Garrel Der BV Garrel kann stolz auf seinen Handball-Nachwuchs sein. Immerhin schaffte es die weibliche Jugend B, bis ins Achtelfinale um die Deutsche Meisterschaft zu kommen, schied allerdings wie übrigens auch der Nachbar VfL Oldenburg (mit 48:49-Toren gegen die TS St. Tönis) aus. Zu Hause gab es gegen den Buxtehuder SV eine 23:43-Niederlage.

Doch die Tatsache, dass der BVG ausscheidet, stand bereits nach dem Hinspiel beim Bundesliga-Nachwuchs aus Buxtehude (13:35-Niederlage) fest, der dank seiner Handball-Schule über ein enormes Potenzial und drei Nationspielerinnen verfügt und nun im Viertelfinale versuchen wird, sich gegen den TuS Metzingen ins Halbfinale zu werfen.

„Wir wollten zu Beginn besser dagegenhalten als im Hinspiel, als wir erst nach 17 Minuten zum 1:10 erstmals getroffen hatten. Außerdem wollten wir mit weniger als zwanzig Toren Differenz verlieren“, sagte Trainer Peter Wendeln. Er wird weiterhin die weibliche Jugend B trainieren, dazu in der neuen Saison mit Johanne Fette eine neue Co-Trainerin bekommen, weil der Vorgänger Steffen Frerichs die weibliche Jugend C übernehmen wird mit Melanie Fragge als Co-Trainerin an seiner Seite.

Das erste Ziel erreichten die Gastgeberinnen vor 200 Zuschauern, die dem Duell einen stimmungsvollen Rahmen gaben.
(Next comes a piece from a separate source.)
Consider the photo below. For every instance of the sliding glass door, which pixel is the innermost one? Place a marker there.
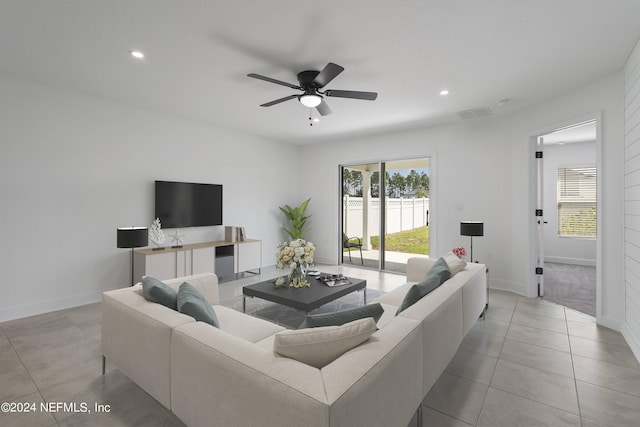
(385, 213)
Sie jubelten und freuten sich, als Garrel mit 1:0 und mit 2:1 führte und zumindest in den ersten zehn Minuten den Gästen richtig Arbeit bereitete.

So sah sich Gästetrainer Dirk Leun gezwungen, nach zehn Minuten eine Auszeit zu nehmen, wechselte die Torhüterin aus und verlangte vor allem von seiner Abwehr mehr Stabilität. Bis zum 7:7 gelang dies Buxtehude nicht, ehe sich allmählich die läuferischen und spielerischen Vorteile der Gäste immer mehr durchsetzten. „Gegen die nun sehr starke 6:0-Abwehr wurde es für uns immer schwieriger, zum Erfolg zu kommen, und mit großer Wurfgewalt fand Buxtehude allmählich mehr Lücken in unserer Deckung“, sagte Wendeln.

So führte der klare Favorit zur Pause mit 25:11. Aber die Gastgeberinnen kämpften unverdrossen weiter um ihr zweites Ziel, wobei es für Isabel Gerken und Lina Tiedeken der letzte Auftritt bei der Jugend B war, weil sie altersgemäß in der kommenden Saison nur noch in der A-Jugend spielen dürfen.

Der BVG konnte nach der Pause mit 12:18 ein besseres Resultat erreichen, allerdings fehlte zum zweiten großen Ziel dieses Duells genau ein Tor beim 23:43. „Macht nichts, die Spielerinnen haben sich sehr gut verkauft, zumal wir auch unsere C-Jugendlichen zum Einsatz kommen lassen wollten“, sagte Wendeln, der jetzt eine Woche Trainingspause ansetzt, um danach mit seiner Mannschaft als Trainingspartner für die weibliche Jugend A dienen zu können. Denn diese A-Jugend hat noch ein großes Ziel vor Augen: die Qualifikation für die Bundesliga.

BVG: Clara Fette - Maylin Aumann, Dina Reinold, Sophie Solomachin, Isabel Gerken, Julia Schwarte, Lotta Stolle, Lina Tiedeken, Jette Rolfes, Lea Eichner, Carolin Hegger, Lina Moorkamp.